Bernas.id – Sesuatu yang terburu-buru cenderung mengakibatkan hal yang fatal. Kecerobohan bisa membawa Anda pada masalah yang tak terduga. Bahkan keterburuburuan ini tidak dianjurkan oleh banyak pihak. Realitanya untuk memperkecil akibat yang tidak diinginkan, orang akan berpikir matang-matang. Semacam berhitung banyaknya resiko yang akan terjadi di depan. Setujukah Anda sesuatu yang tergesa-gesa lebih memiliki potensi kehancuran strategi? Benarkah lebih baik berpikir lamat-lamat dibanding berpikir cepat untuk mengurangi risiko?
Definisi berpikir adalah berkembangnya ide dan konsep (Bochenski, dalam Suriasumantri (ed), 1983:52) di dalam diri seseorang. Morgan dan kawan-kawan membagi dua jenis berpikir. Yakni berpikir autistik (autistic thinking) dan berpikir langsung (directed thinking). Berpikir autistik yaitu proses berpikir yang sangat pribadi menggunakan simbol-simbol dengan makna yang sangat pribadi, contohnya mimpi. Sedangkan berpikir langsung yaitu berpikir untuk memecahkan masalah.
Berpikir cepat disini bisa dikaitkan dengan berpikir langsung. Umumnya orang yang pandai memecahkan masalah memiliki watak berpikir kritis. Berikut ini, tips berpikir cepat namun tidak terburu-buru.
Mencari inti masalah
Dimulai dengan menyederhanakan masalah.
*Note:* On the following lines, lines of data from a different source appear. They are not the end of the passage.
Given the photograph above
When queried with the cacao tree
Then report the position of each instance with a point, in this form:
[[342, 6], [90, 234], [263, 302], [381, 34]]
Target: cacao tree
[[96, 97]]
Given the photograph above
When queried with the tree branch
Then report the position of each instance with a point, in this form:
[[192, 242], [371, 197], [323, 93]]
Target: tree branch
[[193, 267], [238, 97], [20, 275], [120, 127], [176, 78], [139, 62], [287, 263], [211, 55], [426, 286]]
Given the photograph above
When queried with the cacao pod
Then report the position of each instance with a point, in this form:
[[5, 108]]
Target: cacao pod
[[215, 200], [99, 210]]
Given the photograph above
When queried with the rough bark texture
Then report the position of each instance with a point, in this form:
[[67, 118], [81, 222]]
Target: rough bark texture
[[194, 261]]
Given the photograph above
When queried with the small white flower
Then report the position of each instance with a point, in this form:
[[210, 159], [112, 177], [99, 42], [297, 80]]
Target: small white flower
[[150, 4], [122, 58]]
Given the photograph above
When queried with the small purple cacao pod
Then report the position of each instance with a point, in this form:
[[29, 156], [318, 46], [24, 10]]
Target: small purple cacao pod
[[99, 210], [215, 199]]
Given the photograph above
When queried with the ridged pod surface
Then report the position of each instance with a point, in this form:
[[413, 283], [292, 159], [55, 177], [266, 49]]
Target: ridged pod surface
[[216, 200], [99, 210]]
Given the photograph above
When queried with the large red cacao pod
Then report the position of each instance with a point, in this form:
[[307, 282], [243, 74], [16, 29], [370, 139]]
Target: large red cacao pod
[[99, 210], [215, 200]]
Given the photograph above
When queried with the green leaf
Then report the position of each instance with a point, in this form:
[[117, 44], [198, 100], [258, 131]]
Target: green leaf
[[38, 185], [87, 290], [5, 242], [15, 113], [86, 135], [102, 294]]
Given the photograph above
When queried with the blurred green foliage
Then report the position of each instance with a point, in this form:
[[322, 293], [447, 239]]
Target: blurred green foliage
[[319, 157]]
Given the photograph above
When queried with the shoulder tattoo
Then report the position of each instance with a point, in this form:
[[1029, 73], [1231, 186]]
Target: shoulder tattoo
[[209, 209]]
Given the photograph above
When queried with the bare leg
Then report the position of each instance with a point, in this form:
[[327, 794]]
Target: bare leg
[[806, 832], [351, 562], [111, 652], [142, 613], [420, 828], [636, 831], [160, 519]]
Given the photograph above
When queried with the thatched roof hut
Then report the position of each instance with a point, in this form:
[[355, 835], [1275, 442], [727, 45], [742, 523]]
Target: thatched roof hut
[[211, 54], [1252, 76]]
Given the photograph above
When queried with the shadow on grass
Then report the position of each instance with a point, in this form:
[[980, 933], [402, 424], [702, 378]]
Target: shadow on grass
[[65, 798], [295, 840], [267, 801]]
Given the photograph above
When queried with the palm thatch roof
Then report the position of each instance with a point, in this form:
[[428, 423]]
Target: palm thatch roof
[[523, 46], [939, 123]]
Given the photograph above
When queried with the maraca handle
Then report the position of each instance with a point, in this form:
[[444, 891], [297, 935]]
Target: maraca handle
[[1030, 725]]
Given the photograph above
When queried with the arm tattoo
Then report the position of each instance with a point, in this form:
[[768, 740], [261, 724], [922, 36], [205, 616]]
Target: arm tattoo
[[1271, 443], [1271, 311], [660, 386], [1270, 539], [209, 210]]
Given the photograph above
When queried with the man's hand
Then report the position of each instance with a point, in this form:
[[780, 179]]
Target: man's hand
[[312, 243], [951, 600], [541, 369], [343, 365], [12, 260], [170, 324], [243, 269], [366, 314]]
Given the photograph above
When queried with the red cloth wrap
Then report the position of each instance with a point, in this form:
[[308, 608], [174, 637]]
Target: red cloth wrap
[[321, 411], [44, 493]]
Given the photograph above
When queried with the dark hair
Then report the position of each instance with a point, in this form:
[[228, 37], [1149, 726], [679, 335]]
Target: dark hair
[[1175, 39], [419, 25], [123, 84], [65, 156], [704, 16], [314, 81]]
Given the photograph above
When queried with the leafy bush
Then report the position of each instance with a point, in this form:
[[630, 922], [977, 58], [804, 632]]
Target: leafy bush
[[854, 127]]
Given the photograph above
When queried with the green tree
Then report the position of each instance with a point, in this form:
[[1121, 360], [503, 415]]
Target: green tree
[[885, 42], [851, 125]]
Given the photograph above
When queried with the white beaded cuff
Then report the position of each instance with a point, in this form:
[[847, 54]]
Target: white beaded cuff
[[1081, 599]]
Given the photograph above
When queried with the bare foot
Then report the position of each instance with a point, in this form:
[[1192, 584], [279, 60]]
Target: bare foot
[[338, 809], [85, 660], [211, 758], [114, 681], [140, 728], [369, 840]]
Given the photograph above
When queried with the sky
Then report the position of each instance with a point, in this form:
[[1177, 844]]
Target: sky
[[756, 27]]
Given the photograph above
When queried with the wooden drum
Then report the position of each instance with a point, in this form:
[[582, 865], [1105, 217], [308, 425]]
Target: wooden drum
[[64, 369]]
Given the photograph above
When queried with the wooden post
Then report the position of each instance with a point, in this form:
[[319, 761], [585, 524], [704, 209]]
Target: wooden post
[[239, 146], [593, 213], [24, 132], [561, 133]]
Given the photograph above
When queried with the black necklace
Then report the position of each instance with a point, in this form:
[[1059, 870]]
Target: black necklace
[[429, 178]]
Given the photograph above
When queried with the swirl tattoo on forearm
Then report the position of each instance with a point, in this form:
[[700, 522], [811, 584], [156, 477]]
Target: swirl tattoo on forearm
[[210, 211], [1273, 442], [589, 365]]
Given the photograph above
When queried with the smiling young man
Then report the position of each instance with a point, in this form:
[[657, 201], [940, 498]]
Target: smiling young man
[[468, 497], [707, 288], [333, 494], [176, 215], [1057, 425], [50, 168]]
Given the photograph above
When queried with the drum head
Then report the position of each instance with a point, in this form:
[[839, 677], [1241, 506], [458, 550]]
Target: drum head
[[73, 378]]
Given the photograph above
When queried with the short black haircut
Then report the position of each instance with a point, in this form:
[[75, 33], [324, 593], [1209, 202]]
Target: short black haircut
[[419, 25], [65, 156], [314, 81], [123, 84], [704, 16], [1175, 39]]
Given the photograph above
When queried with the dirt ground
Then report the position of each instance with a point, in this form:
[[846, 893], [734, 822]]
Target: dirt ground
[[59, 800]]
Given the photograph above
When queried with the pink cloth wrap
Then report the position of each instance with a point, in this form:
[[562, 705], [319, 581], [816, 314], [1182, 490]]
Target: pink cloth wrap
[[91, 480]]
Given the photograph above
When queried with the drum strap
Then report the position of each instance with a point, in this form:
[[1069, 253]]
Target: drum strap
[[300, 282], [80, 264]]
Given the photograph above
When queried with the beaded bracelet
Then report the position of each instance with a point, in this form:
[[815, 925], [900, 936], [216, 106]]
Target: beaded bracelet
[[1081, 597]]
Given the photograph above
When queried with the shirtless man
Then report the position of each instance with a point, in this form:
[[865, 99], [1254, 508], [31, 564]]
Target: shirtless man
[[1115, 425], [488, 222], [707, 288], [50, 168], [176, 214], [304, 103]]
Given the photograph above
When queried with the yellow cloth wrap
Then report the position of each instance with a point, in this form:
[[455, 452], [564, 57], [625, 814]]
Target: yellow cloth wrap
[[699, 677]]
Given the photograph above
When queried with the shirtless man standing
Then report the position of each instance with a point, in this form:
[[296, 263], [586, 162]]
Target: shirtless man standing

Mencari benang merah agar ditemukan penyebab awal terjadinya masalah.
Mencari informasi sebanyak mungkin
Saat masalah datang otomatis kita harus melakukan riset dengan tujuan membuat kumpulan hipotesa latar belakang terjadinya masalah.
Memperhatikan situasi keseluruhan
Orang yang berpikir cepat tak hanya menargetkan masalah cepat selesai melainkan mampu memperkirakan impact atas penyelesaian masalah nantinya.
Mencari alternatif
Alternatif rencana penyelesaian amatlah penting. Menyusun plan A, B dan seterusnya sesuai kebutuhan dan berbagai pertimbangan.
Berpikiran terbuka
Tidak bisa dipungkiri setiap orang punya inovasi dan cara berpikir yang berbeda. Maka kita perlu berpikiran terbuka dengan menerima masukan dari orang lain untuk mempertajam strategi.
Ekskusi strategi
Setelah melakukan berbagai macam langkah pembuatan strategi penyelesaian masalah, maka sisanya adalah pengaplikasian. Dilakukan secara teratur dan tepat.
Sensitif terhadap sekitar
Dalam pelaksanaan strategi kemungkinan akan ada kendala. Kita dituntut peka terhadap perasaan, pengetahuan dan tingkat perkembangan kecanggihan. Bisa jadi di pertengahan kita perlu improvisasi strategi.